Saturday, August 1, 2009

The numbers never lie

I just did a little bit of math out of curiosity. First, I figured out how many artifacts we've entered into the collections database in the past 2.5 years I've been at the Museum. If you're wondering, it's 2589.

Doing a bit of research a while back, I read somewhere that it takes on average about 3 hours per artifact to completely document it-- catalogue, number, photograph, put in storage, and enter information into the database. 2589 artifacts at 3 hours each equals 7767 hours of work.

Now, here's the interesting thing. 7767 hours of work equals 194.175 weeks of work. I've been at the Museum for 2.5 years. That's 116 weeks.
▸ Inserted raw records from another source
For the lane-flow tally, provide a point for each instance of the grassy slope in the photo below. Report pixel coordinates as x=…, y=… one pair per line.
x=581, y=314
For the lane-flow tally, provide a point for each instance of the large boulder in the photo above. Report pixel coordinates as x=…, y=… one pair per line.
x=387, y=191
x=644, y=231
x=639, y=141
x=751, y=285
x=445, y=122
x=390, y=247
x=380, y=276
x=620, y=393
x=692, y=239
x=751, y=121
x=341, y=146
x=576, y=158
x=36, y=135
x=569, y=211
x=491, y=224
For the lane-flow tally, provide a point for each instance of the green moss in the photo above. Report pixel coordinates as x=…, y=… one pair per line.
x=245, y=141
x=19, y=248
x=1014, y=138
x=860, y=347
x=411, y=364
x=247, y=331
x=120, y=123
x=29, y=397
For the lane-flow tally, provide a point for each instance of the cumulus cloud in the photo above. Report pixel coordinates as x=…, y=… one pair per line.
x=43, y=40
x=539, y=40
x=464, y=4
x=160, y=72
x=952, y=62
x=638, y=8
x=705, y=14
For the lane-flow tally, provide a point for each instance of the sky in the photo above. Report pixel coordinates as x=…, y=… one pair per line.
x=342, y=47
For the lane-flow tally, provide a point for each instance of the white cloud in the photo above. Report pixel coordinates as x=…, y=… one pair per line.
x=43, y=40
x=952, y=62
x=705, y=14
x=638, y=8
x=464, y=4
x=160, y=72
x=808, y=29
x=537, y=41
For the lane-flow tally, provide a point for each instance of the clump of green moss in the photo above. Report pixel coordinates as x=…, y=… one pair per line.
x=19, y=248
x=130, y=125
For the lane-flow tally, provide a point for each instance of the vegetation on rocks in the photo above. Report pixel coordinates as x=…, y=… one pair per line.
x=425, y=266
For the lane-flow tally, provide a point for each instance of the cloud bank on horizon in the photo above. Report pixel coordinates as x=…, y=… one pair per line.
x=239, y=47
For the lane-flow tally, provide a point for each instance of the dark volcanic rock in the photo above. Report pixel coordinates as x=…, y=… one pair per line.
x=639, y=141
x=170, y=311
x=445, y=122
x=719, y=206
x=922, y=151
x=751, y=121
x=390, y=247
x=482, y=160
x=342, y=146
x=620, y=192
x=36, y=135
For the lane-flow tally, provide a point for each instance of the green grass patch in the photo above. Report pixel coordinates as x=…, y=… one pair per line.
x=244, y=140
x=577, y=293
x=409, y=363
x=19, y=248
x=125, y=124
I've had two 6-month collections interns. That's an additional 48 weeks, for a total of 164, 40-hour weeks. We're still 30.175 hours short.
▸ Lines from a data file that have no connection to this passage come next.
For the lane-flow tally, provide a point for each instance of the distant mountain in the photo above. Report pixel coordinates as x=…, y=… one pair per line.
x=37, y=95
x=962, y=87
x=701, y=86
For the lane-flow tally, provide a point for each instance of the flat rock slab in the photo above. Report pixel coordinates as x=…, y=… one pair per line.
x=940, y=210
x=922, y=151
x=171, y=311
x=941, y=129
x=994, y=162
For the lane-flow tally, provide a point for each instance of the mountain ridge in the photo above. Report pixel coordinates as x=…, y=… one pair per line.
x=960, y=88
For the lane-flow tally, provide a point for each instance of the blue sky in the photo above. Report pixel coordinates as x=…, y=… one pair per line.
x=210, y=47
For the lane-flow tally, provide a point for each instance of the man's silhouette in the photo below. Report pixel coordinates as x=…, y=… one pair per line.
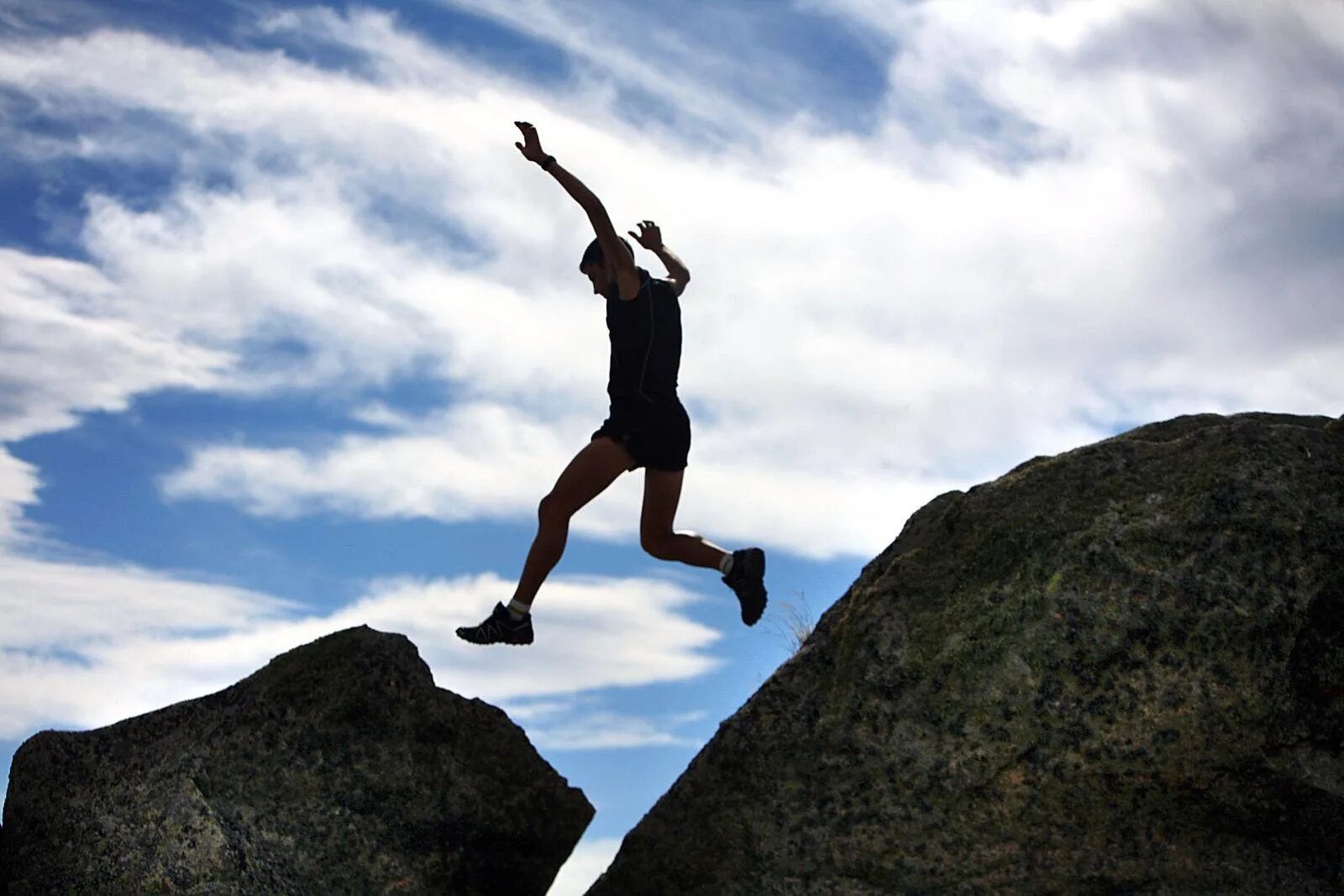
x=647, y=425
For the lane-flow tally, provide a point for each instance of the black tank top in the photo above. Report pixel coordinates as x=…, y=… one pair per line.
x=645, y=343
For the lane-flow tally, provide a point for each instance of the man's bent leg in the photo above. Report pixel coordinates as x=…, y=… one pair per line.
x=662, y=495
x=589, y=473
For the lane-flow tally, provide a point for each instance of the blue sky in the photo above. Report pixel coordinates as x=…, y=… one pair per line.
x=292, y=338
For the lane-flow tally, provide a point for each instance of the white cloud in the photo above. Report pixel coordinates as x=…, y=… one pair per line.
x=580, y=723
x=1047, y=233
x=585, y=866
x=165, y=640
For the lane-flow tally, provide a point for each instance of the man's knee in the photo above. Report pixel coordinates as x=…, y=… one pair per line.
x=660, y=544
x=553, y=510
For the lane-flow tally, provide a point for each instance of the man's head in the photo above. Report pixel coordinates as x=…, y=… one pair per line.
x=598, y=269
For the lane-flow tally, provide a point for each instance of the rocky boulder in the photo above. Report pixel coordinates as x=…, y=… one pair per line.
x=336, y=768
x=1119, y=669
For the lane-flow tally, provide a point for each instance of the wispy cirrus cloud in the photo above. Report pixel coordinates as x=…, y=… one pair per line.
x=1043, y=234
x=165, y=638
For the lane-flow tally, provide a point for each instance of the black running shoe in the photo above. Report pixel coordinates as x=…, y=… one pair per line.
x=746, y=578
x=499, y=629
Of course, I do not spend all my time working on documenting artifacts. I conduct research, work with the volunteers, help with special events, design posters and postcards, and write and design exhibits, just to name a few things. And, the interns-- they didn't spend all of their 24 weeks with us working just on collections.

It's the volunteers! Those wonderful collections volunteers who come in every other Tuesday and catalogue each and every artifact. The math proves it: we couldn't do it without them!

So, here's a treat for everyone from the collections. It's a photograph of a postcard in our collection. You'll notice the building-- it's the Museum, today. I couldn't resist sharing this. It's just too funny. The card belonged to a woman who served as the Vice President of Farmers State Bank, when it used this building for their place of business. I swear-- it's too funny! (If you're curious-- 26 years is 1248 weeks...that's 49920 hours. If we worked that long, we could document almost 17000 artifacts!)